Tower either mid or full but probably going full tower for upgrades in the future .


----------



## chimuelo (Nov 21, 2017)

ASRock or Supermicro are my favs.
I build my own.
I go for non consumer boards.
No fancy paint or blinking lights.
Server parts or Workstation.


----------



## khollister (Nov 21, 2017)

The beQuiet Dark Rock CPU coolers are quieter than the Noctua DH series. A semi passive 650W PS is fine - I like EVGA lately. As far as motherboards, Gigabyte usually has some with TB on the MB if you need that. 

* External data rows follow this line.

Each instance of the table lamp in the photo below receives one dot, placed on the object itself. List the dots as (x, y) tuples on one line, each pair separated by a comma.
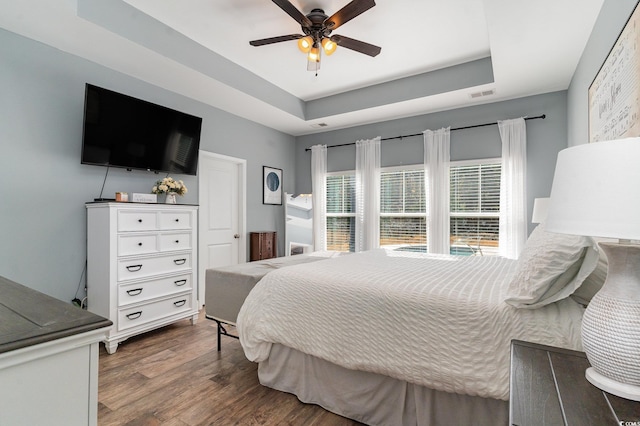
[(596, 192), (540, 210)]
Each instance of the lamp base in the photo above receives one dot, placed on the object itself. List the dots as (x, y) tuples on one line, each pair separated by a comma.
[(623, 390)]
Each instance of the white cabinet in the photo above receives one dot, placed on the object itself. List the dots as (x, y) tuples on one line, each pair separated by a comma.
[(48, 359), (141, 266)]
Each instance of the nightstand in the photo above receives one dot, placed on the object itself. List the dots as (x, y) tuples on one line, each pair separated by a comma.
[(548, 387)]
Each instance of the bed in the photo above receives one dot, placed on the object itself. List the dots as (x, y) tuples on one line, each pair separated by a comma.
[(227, 287), (394, 338)]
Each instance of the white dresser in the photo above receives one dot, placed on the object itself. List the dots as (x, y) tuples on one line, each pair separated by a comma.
[(141, 266)]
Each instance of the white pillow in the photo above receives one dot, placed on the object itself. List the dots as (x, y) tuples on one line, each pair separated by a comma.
[(593, 283), (550, 268)]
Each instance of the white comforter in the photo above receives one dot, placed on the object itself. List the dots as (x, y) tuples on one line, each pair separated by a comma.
[(437, 321)]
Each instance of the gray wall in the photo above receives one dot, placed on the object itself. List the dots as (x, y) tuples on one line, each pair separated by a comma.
[(613, 15), (545, 138), (45, 188)]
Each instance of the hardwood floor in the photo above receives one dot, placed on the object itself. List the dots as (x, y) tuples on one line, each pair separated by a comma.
[(174, 376)]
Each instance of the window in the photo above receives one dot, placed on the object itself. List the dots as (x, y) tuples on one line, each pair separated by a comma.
[(341, 211), (403, 218), (475, 207)]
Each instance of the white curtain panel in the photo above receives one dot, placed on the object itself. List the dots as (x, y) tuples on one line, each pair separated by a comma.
[(513, 196), (367, 194), (436, 163), (319, 194)]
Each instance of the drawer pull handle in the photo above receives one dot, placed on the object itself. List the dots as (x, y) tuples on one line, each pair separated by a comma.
[(134, 315), (134, 292)]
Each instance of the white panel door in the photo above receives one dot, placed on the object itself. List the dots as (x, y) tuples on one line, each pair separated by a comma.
[(221, 220)]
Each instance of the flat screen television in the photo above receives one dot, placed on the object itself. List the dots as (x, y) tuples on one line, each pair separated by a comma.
[(122, 131)]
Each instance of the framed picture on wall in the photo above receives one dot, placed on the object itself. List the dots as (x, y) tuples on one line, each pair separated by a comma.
[(271, 185), (614, 94)]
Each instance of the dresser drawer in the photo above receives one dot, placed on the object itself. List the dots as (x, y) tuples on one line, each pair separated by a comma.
[(137, 244), (138, 315), (142, 267), (180, 219), (132, 220), (147, 290), (177, 241)]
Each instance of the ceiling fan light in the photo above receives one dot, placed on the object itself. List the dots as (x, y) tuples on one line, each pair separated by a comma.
[(329, 46), (314, 54), (313, 59), (305, 44)]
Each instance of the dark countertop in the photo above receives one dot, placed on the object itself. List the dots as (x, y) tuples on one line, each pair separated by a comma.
[(28, 317)]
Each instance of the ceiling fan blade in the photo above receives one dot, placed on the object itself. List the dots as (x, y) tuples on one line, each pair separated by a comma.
[(347, 13), (357, 45), (272, 40), (293, 12)]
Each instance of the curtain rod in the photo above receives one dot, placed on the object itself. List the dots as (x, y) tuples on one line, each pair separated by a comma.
[(543, 116)]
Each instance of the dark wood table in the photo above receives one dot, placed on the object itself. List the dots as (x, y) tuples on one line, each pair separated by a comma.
[(548, 387)]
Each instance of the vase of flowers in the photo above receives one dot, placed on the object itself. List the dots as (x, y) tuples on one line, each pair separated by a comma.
[(171, 188)]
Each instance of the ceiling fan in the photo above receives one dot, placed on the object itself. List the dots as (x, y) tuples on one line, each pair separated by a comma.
[(317, 28)]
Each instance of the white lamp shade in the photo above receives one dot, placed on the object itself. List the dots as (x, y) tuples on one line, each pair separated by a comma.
[(596, 190), (540, 210)]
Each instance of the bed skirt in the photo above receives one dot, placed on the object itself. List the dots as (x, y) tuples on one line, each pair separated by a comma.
[(372, 398)]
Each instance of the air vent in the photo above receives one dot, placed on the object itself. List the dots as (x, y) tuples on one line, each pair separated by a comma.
[(483, 93)]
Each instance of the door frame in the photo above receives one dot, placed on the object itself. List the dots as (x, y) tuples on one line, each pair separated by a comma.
[(241, 165)]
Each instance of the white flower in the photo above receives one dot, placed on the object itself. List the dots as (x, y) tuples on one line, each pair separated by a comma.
[(169, 185)]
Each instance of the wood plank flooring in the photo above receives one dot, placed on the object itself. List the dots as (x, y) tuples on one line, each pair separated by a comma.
[(174, 376)]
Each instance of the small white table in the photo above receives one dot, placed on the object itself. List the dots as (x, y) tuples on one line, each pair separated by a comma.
[(48, 359)]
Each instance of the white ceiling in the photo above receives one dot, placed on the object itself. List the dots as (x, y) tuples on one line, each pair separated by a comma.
[(534, 48)]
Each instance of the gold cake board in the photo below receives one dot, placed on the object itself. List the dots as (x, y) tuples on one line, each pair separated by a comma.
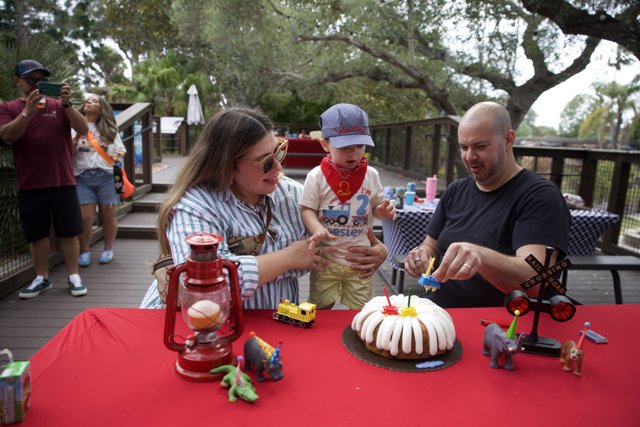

I like Fractal R4 or R5 cases.


----------



## shomynik (Nov 21, 2017)

khollister said:


> The beQuiet Dark Rock CPU coolers are quieter than the Noctua DH series. A semi passive 650W PS is fine - I like EVGA lately. As far as motherboards, Gigabyte usually has some with TB on the MB if you need that.
> 
> I like Fractal R4 or R5 cases.


I don't think that's true about noctua vs bequiet. I have two noctuas, d15 and d14 in my master and slave, and recently made a gaming rig for my wife with bequiet dark rock advanced. Noctuas are actually quiter, especially with LNA adaptors. I think the reason is noise frequency, dark rock goes higher.


----------



## paulmatthew (Nov 22, 2017)

Great suggestions . I was already planning on the Fractal Design R5 case . The noctua fans look like a good product . Checking out motherboards the Asrock X299 Taichi looks like a nice design and spaced out well.


----------



## Andrew Aversa (Nov 22, 2017)

Personally I prefer full tower cases with huge fans. Larger fans = lower RPM = less noise. Rosewill Thor for example.


----------



## paulmatthew (Nov 22, 2017)

zircon_st said:


> Personally I prefer full tower cases with huge fans. Larger fans = lower RPM = less noise. Rosewill Thor for example.


Good point! Never thought of that


----------